O individualismo puro, a plena liberdade contratual, outrora considerados factores indiscutíveis da justiça social, deram de si fracas provas, e pode agora um socialismo exagerado, produto de uma análise unilateral e puramente agrária dos problemas, conduzir ainda a piores resultados, sem se conseguirem sequer os fins pretendidos, hoje latentes em todas as reformas e a que se fez já referência: uma maior justiça distributiva dos rendimentos da empresa para elevar o nível de vida dos que trabalham a terra e um mais fácil acesso à propriedade.
Não ignora a Câmara Corporativa que em certos sectores se revela alguma tendência para a autonomia, dentro do direito privado, de tudo o que respeita à vida agrícola, o que poderia justificar, mesmo num momento em que se prepara um novo Código Civil, a publicação de um diploma legislativo- sobre arrendamento. Permitir-se-ia, porventura, um estudo mais apropriado dos problemas e talvez um passo mais largo contra o individualismo jurídico do século XVIII.
Já se escreveu em Espanha:

La tarea (autonomia do direito agrário) se impone como una necesidad, pues ahora las varias leyes referentes a Ia tierra y a la agricultura son frecuentemente reformadas, provienen de distintos critérios, de diferentes épocas, a menudo se con-tradicen o crean problemas de interpretación casi insolubles o se interfieren en sus fines. La legislación agraria aparece así confusa, en ocasiones caótica, falta de consistência, carente de doctrina unitária y por ello resiste a los mejores intentos de perfeecionamentó 1.

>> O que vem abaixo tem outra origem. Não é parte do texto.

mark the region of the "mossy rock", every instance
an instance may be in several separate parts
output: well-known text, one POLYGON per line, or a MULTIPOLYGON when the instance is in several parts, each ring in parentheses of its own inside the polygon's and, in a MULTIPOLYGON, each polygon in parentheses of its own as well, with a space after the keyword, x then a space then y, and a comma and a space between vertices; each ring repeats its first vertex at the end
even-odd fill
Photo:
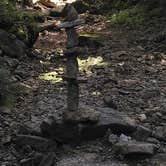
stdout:
POLYGON ((95 33, 82 33, 79 35, 79 45, 90 48, 98 48, 104 46, 106 36, 95 33))

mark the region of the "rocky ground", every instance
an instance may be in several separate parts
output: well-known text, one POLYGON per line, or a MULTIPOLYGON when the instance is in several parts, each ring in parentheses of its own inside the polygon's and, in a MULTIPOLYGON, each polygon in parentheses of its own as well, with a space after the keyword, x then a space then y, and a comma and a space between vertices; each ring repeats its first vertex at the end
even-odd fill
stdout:
POLYGON ((104 138, 80 145, 58 143, 54 154, 36 150, 25 142, 18 147, 13 138, 20 131, 27 133, 25 125, 37 130, 45 118, 66 107, 66 82, 62 79, 66 37, 64 32, 46 33, 35 45, 35 57, 20 61, 6 57, 5 63, 13 69, 15 78, 28 85, 29 90, 19 97, 15 108, 0 112, 0 165, 36 166, 41 160, 53 160, 57 166, 166 165, 166 49, 164 40, 154 34, 154 29, 163 25, 142 32, 111 29, 102 18, 89 19, 91 23, 78 31, 86 36, 95 32, 100 40, 88 41, 91 52, 79 57, 80 105, 107 106, 125 113, 145 127, 145 133, 140 134, 138 127, 137 136, 108 131, 104 138), (142 141, 149 131, 143 143, 131 143, 134 139, 142 141), (132 155, 133 149, 138 152, 136 156, 132 155), (148 157, 139 158, 143 152, 148 157), (131 156, 126 158, 128 155, 131 156))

A questão é da maior complexidade.
Não são hoje apenas as matérias relacionadas com a estrutura económico-agrária que pretendem a sua independência. Numa época que se aponta como de crise do direito privado, muitas outras matérias tradicionalmente integradas na codificação global do direito civil aspiram a uma codificação autónoma, tais como o casamento, o contrato de trabalho, o arrendamento urbano, o contrato de seguro e, de uma maneira geral, a propriedade.
Importa, porém, ser cauteloso. Pode justificar-se em períodos de grandes remodelações legislativas, em momentos de grandes mutações ideológicas, o domínio da lei extravagante, para melhor se abrir o caminho à experiência. Mas. quando se não discutam já os princípios-base, quando se assentou numa certa estrutura social e económica, as leis deslocadas dos grandes corpos legislativos são, em princípio, inconvenientes, por conterem, ou poderem conter, orientações contraditórias com as daqueles.
Repete-se, pois: É um erro supor que pela circunstância de ter o arrendamento de prédios rústicos reflexos na vida agrícola, na produtividade das terras e no nível de vida dos que nela trabalham, deve a sua regulamentação ser obra exclusiva de técnicos rurais e de economistas e obra separada das grandes compilações do direito privado. Como é óbvio, não pode deixar de ser predominantemente obra de juristas. Só assim sé não cairá em perigosas concepções unilaterais, longe quantas vezes dos mais elementares princípios em que assenta a nossa organização social e que são sustentáculo da nossa própria civilização.
É preciso não esquecer que a ciência do direito não é simplesmente uma ciência de conceitos e de abstracções - a doutrina jurídica - nem simplesmente uma arte de interpretar as leis. O direito é também um ramo da sociologia que estuda, qualifica e aprecia os fenómenos jurídicos e suas repercussões sociais em qualquer domínio, seja ele o económico, o político ou o moral.

1 «Revisão do Código Civil Português», conferência pronunciada na Universidade de Múrcia, 1955, parte final.
1 F. Cerrilho Quilez, «La codificación del derecho agrário español», na Revista de Derecho Privado, 36, p. 914.